Una población con más acceso a los conocimientos, en cantidad y calidad, tiende a superar los inminentes riesgos que se le presentan a lo largo de su ciclo biológico, toda vez que domina las posibles variantes o alternativas que puede disponer ante cada circunstancia o coyuntura desde que nace (dependiente completamente de cuidadores) hasta que fallece (dependiente de sus mismos conocimientos, excepto cuando sufre de Deterioro Neuro-Cognitivo mayor o menor (la más reciente designación de demencias o alteraciones mentales).

La Epidemiologia, especialidad médica que estudia los fenómenos del proceso salud-enfermedad, nos enseña que debemos identificar la cascada de eventos o sucesos que llevan desde la causa hasta las consecuencias de una determinada afección o enfermedad, facilitándonos la información de dónde podemos romper esa cascada para frenar o erradicar el daño.

Revisando el caso de las pandemias de los últimos años (Sida, Sars, Ébola) es evidente que existen causas no tan naturales en su aparición, que son debidas a intereses económicos y de poder, o para desviar la atención ante otras situaciones degradantes (guerras, usurpación de recursos, etc.), o para generar ganancias onerosas, como el caso de laboratorios farmacéuticos que generan más enfermos que salud.

Percepción selectiva de lo que pasa. Lo saben muy bien quienes provocan tales aberraciones del comportamiento humano. (libro: “La Mafia Médica”, de la Doctora. G. Langstcot, Canadiense, suspendida de su profesión por denunciar las atrocidades cometidas en nombre de la medicina).

Algo similar a la historia del conflicto antiético entre “investigadores” de vacunas a mediados del siglo pasado, que experimentaban con seres humanos para obtener sus patentes (África, países de la antigua Europa del Este). No es raro entonces que la emergencia mundial actual tenga su origen en esos lados. Conejillos de indias eternos.

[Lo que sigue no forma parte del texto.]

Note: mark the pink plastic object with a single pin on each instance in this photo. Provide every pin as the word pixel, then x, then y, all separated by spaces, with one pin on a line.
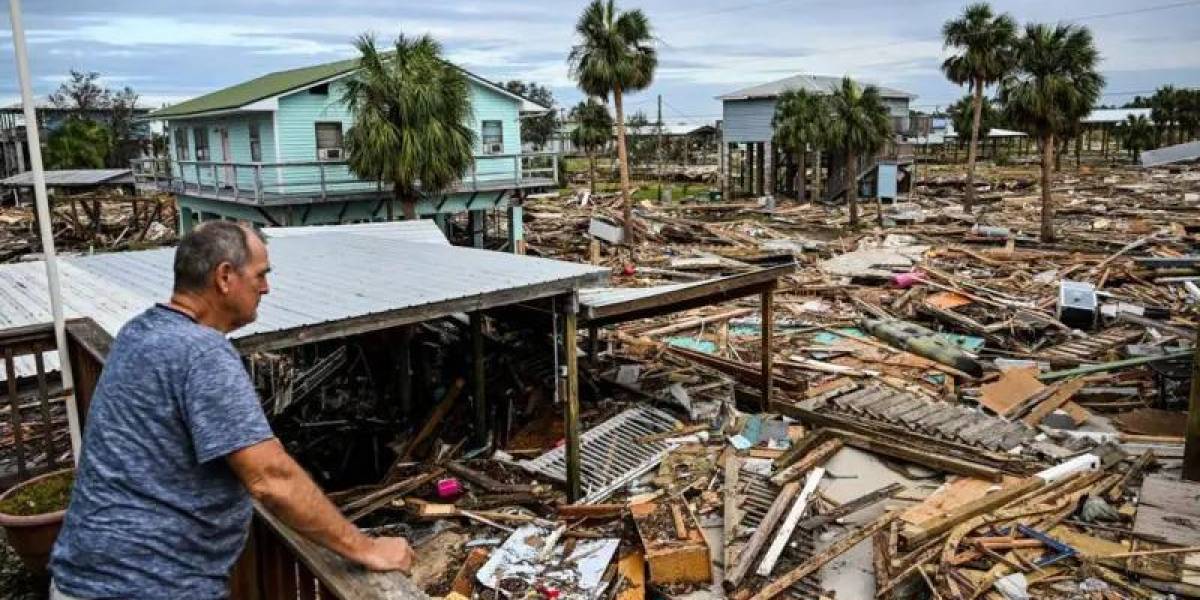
pixel 905 280
pixel 449 487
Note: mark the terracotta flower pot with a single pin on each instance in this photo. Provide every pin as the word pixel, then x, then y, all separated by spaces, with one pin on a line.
pixel 33 537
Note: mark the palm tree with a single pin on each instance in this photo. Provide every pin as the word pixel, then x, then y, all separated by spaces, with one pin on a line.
pixel 984 43
pixel 1137 133
pixel 613 55
pixel 78 144
pixel 411 112
pixel 1054 87
pixel 963 117
pixel 859 126
pixel 593 129
pixel 799 124
pixel 1164 109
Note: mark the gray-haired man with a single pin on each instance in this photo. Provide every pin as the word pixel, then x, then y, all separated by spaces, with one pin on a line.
pixel 177 444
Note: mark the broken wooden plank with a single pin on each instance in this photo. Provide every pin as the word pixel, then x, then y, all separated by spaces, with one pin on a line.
pixel 785 531
pixel 750 552
pixel 820 559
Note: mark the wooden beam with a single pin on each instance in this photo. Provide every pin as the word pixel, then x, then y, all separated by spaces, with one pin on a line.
pixel 570 348
pixel 760 537
pixel 1192 443
pixel 820 559
pixel 478 378
pixel 767 305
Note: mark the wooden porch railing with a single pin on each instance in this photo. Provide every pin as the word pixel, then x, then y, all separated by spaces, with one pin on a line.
pixel 257 183
pixel 277 563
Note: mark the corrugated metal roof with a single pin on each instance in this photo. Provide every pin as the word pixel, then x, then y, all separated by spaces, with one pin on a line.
pixel 817 84
pixel 1179 153
pixel 67 178
pixel 423 231
pixel 1115 114
pixel 316 279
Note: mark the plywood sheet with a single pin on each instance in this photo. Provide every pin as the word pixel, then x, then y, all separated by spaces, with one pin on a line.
pixel 1013 388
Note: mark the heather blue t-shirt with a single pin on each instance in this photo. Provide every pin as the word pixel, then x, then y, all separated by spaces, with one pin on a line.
pixel 156 511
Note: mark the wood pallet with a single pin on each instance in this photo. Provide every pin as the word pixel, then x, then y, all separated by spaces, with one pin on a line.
pixel 942 420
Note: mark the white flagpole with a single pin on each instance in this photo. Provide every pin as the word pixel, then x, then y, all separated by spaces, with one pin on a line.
pixel 43 221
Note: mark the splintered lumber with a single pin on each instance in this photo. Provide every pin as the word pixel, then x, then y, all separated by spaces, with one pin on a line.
pixel 465 582
pixel 911 454
pixel 591 510
pixel 793 517
pixel 750 552
pixel 916 534
pixel 1117 491
pixel 851 507
pixel 435 419
pixel 1051 403
pixel 683 325
pixel 485 481
pixel 820 559
pixel 672 561
pixel 817 456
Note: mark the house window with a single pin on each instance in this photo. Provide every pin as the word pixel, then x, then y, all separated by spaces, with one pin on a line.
pixel 256 144
pixel 329 141
pixel 202 143
pixel 493 137
pixel 181 144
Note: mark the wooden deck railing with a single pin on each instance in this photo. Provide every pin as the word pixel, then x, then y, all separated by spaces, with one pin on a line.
pixel 261 183
pixel 277 563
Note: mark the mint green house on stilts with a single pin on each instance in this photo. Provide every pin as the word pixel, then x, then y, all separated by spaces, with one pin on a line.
pixel 269 151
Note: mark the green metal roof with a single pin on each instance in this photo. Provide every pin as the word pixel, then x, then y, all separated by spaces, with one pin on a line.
pixel 282 82
pixel 253 90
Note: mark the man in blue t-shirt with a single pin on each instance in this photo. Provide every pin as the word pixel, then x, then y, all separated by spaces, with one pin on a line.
pixel 177 444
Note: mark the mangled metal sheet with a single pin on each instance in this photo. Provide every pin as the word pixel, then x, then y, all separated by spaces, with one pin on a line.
pixel 611 453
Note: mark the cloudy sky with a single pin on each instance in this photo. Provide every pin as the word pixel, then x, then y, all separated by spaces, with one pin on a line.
pixel 171 51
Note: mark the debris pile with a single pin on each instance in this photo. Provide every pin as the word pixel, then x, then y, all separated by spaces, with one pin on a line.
pixel 87 222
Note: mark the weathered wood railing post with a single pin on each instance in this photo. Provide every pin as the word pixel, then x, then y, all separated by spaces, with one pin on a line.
pixel 258 183
pixel 321 171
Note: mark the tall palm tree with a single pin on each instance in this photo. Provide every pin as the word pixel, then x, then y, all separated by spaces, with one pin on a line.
pixel 963 117
pixel 411 114
pixel 593 130
pixel 799 125
pixel 1137 133
pixel 984 43
pixel 1054 87
pixel 1164 109
pixel 613 55
pixel 859 126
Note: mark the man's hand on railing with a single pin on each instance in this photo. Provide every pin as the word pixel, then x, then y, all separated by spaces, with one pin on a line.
pixel 387 555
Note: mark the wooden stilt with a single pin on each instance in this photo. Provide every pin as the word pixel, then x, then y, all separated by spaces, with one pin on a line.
pixel 570 348
pixel 767 306
pixel 477 376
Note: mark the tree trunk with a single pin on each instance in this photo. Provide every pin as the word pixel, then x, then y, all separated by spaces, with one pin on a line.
pixel 623 159
pixel 1048 155
pixel 816 177
pixel 972 151
pixel 592 171
pixel 408 204
pixel 852 187
pixel 801 175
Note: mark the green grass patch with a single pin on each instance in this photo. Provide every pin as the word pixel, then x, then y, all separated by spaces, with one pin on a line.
pixel 47 496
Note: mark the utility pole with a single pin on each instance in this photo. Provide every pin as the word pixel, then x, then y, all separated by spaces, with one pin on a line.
pixel 43 223
pixel 660 148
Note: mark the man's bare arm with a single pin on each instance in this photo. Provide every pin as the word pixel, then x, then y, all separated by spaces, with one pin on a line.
pixel 281 485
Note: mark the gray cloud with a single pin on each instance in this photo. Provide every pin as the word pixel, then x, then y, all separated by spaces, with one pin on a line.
pixel 172 51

Sin embargo, regresando al suceso reciente de tragedia por las lluvias, donde fallecieron 9 personas, en la ciudad capital, ¿Cómo puede explicarse? No fue en Mulukukú, ni en Bocay. Fue a 500 metros de Galería, el centro comercial donde converge la clase más pudiente de este paisito. ¿En qué condiciones y porqué tuvo que pasar? Indigencia, inseguridad, hacinamiento…Mínimo nivel educativo de los adultos afectados, que los obligó a sobrevivir en tales condiciones inhumanas, siendo los infantes víctimas involuntarias e inconscientes de ese destino. Podemos pensar de inmediato que también los técnicos y universitarios corren iguales riesgos en este país, donde las fuentes de empleos y los salarios son tan escasos y de subsistencia. Cierto. Sin embargo, la evidencia confirma que existe una relación inversamente proporcional entre vulnerabilidad social y educación: a mayor educación menor vulnerabilidad, o lo que es lo mismo: a mayor educación y cultura, mayor calidad y dignidad de vida.

La premisa que salud es un equilibrio entre lo biopsicosocial y no solamente la ausencia de enfermedad es de suprema importancia en la sociedad moderna. Necesitamos estar sanos física y mentalmente, y contar con las mínimas condiciones económicas y materiales para existir dignamente. Promovamos más educación, más cultura y menos indigencia para ser una sociedad sana y vigorosa. Promovamos más oportunidades para todos, más equidad, y rompamos de una vez el ciclo epidemiológico de la miseria-tragedias.